Chinas Führung hatte die Finanzmärkte vorgewarnt – auf ihre eigene Weise. Erst meldete sich Regierungschef Li Keqiang wenige Tage vor Bekanntgabe der neuen Wirtschaftsdaten zu Wort und beschwichtigte: „Die wichtigsten Indikatoren bewegen sich noch immer in vernünftigen Grenzen.“ Anschließend sagte Finanzminister Lou Jiwei: „Trotz der sinkenden Wachstumsraten zahlen sich die Strukturreformen aus.“ Nun sind die Zahlen da – und mit 7,5 Prozent Wachstum im zweiten Quartal sind sie vergleichsweise schwach ausgefallen.

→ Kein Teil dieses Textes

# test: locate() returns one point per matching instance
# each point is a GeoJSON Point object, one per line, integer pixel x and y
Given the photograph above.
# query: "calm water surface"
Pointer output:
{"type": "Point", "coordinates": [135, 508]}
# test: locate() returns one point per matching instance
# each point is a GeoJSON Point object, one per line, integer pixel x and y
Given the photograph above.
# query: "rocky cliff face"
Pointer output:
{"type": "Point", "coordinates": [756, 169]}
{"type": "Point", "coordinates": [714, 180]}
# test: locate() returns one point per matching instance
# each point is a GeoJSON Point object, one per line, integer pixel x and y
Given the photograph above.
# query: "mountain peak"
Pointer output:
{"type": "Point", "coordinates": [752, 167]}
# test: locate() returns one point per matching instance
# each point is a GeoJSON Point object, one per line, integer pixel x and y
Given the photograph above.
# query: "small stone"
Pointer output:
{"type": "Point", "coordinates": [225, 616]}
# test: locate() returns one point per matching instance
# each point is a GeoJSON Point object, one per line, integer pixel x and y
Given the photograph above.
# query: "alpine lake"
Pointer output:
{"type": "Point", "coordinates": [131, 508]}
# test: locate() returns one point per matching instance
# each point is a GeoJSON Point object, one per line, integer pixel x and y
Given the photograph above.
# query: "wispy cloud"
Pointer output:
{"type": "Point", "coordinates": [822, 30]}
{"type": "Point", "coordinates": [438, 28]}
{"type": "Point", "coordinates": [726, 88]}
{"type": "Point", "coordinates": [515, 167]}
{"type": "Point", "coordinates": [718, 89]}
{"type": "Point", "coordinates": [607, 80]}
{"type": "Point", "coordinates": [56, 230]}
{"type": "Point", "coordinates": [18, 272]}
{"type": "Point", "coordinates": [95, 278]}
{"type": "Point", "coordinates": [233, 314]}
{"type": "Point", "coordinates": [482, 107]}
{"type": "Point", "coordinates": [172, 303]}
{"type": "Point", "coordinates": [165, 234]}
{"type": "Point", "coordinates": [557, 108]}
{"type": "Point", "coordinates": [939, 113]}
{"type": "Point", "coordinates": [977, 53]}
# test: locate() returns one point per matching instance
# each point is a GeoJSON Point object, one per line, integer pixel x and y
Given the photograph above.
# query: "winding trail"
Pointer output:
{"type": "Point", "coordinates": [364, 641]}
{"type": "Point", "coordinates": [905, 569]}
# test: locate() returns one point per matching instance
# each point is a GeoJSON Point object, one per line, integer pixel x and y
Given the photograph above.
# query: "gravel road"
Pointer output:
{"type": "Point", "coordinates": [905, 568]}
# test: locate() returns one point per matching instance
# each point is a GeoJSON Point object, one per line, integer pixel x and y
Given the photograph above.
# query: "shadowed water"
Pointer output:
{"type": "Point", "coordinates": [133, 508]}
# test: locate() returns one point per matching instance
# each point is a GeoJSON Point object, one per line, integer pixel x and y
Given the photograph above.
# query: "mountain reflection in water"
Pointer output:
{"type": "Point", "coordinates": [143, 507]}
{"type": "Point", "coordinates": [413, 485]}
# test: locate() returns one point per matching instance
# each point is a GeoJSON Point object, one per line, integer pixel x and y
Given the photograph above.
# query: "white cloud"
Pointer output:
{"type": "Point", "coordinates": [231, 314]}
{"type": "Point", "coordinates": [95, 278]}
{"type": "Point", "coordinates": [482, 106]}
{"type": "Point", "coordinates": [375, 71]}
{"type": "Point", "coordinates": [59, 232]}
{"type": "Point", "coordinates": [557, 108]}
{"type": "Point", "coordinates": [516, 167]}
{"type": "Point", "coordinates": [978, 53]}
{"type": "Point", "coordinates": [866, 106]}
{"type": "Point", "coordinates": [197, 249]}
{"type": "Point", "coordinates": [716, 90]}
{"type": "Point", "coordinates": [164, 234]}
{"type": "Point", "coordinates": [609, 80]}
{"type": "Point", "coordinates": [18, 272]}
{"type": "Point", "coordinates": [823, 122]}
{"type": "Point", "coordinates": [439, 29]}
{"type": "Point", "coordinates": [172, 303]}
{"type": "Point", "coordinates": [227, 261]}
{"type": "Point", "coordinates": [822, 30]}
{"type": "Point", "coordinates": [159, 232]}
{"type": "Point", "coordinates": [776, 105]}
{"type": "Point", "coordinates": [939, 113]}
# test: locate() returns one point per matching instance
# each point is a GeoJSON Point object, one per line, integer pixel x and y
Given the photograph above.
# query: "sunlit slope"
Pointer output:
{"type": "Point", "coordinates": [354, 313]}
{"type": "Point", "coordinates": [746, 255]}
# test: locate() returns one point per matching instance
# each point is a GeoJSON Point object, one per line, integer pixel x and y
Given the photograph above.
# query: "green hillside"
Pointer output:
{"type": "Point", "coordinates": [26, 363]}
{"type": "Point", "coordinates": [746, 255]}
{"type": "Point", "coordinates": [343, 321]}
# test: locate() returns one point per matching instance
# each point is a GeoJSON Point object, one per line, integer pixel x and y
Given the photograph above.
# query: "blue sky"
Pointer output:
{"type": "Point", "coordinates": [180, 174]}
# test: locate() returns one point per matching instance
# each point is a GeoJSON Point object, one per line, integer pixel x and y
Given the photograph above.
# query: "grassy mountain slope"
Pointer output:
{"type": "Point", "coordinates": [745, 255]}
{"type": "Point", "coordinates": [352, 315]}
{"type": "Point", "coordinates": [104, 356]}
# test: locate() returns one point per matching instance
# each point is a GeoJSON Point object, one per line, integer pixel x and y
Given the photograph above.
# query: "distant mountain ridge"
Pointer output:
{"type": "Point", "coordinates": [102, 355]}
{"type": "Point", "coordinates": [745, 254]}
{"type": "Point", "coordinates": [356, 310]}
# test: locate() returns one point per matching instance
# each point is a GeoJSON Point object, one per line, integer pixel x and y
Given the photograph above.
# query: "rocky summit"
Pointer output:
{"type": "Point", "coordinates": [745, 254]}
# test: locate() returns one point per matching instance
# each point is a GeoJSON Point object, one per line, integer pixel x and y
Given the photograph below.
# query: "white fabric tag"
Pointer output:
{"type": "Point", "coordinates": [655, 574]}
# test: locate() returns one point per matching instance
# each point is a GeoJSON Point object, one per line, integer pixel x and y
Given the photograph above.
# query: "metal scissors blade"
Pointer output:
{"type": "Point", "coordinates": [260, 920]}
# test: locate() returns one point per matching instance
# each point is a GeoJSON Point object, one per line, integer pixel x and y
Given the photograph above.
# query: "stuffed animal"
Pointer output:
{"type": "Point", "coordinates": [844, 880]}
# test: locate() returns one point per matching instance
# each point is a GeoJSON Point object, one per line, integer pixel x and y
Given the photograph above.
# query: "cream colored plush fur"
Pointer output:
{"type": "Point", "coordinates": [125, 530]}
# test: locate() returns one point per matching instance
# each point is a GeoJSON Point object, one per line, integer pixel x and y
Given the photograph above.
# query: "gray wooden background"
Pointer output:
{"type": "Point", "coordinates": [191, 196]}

Die geballte Beschwichtigung macht eines sehr deutlich: Die Lage ist angespannt. Denn unter normalen Umständen äußern sich die politischen Führer nur selten vor solchen Ereignissen. Aber nun scheinen Chinas höchste Funktionäre tatsächlich mit einer neuen Wirtschaftspolitik zu liebäugeln. „Derzeit setzt die Regierung keine Konjunkturprogramme ein“, sagt Wirtschaftsprofessor He Xiaoyu von der Zentralen Hochschule für Wirtschaft und Finanzen in Peking. In der Vergangenheit reagierten die Spitzenpolitiker fast reflexartig auf ein schwächelndes Wachstum mit milliardenschweren Konjunkturspritzen.

Kapital wird falsch verteilt

Die Politik der massiven staatlichen Förderprogramme – etwa für den Ausbau von Straßen, Eisenbahnen und Flughäfen – stößt inzwischen an ihre Grenzen. „Die wirkliche Schwäche der Wirtschaft bleibt die kontinuierliche falsche Verteilung von Kapital in Infrastruktur und andere Projekte, die wenig Aussicht auf Rentabilität haben“, klagt Wirtschaftsjournalist Jake Van Der Kamp in der Hongkonger Zeitung „South China Morning Post“. Vieles sei bereits erneuert worden. Da bringe noch mehr Geld nur wenig Nutzen.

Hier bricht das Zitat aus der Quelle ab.